La verdad nunca tuve miedo a escribir porque escribir es lo que siempre he hecho. Tampoco tuve miedo a los libros, al contrario, sigo pensando que pueden ser refugio, espejo y, si lo necesitas, también pueden ser nave espacial. Por todo eso decidí estudiar literatura y lejos de poner en tela de juicio si fue la decisión correcta o no (porque no tiene sentido hacerle esa clase de preguntas al pasado), es necesario reconocer que una parte de mí casi muere ahí.
El problema es que mis escritos nunca eran lo que “debían ser” según los teóricos y, poco a poco, solo dejé de intentarlo. Aun así, extrañaba escribir, extrañaba agarrar mis pensamientos y amasarlos, cortarlos, hacerlos más grandes o pequeños, —dependiendo de las frases en que los quisiera meter—, y dejar que los textos se me desbordaran del cuerpo solos, como había sido toda la vida. En ese tiempo, sentía que las palabras me rebotaban en la cabeza, tratando de salir y, aunque trataba por todos los medios de mantenerlas dentro, algunas lograban escabullirse a través de mis cabellos y caían en mis cuadernos, colándose entre lo que decían Adorno y Horkheimer sobre lo que debe ser la literatura; así, algunos fragmentos de poemas y comienzos de nuevas historias que nunca continué se quedaron instalados en los márgenes de mis apuntes.
Ahora me doy cuenta de que eran gritos de auxilio de esa parte de mí que le encantaba escribir, era su agonía convertida en la esperanza de ser escuchada. También me alejé de los refugios, los espejos y las naves espaciales, me preocupaba no tener “buen gusto” siendo la literata que estaba destinada a ser. El tiempo pasó y me alejé de ese mundo. Egresé hace dos años de la carrera y poco a poco voy sintiendo que las palabras se agolpan unas con otras en mi interior, quieren salir a toda costa. En las noches de lluvia, se me desbordan los ojos de ellas y salen en forma de lágrimas incontenibles; a veces quieren salir por mi boca, pero son tantas que siento que me ahogo; algunas ocasiones se me salen de los dedos y me pongo a escribir, pero yo ya he perdido tanto la práctica, que se me caen y terminan siendo un discurso desordenado, sin pies ni cabeza; cuando eso pasa, las tengo que recoger con pedacitos de cordura y aunque la mayoría de las veces, no las sé situar en el lugar perfecto pero ya eso me tiene sin cuidado.
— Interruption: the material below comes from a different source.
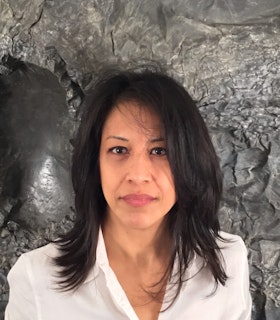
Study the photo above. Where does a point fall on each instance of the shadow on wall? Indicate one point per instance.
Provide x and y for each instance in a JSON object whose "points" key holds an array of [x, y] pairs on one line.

Me doy cuenta de que no le debo perfección a nadie, ni en mis gustos, ni en mis textos, mucho menos a un grupo de señores (que ni siquiera conozco) que dictan las convenciones literarias. He vuelto a crearme refugios hechos de páginas y he reencontrado mi reflejo en las palabras que alguien más escribió, poco a poco, también he vuelto a subirme en naves espaciales, aunque en ellas no haya ningún galardón por ser la gran obra literaria. Probablemente mis escritos tampoco son buenos, podrían ser incluso de mal gusto, pero aquí estoy, leo y escribo y eso es lo único que importa.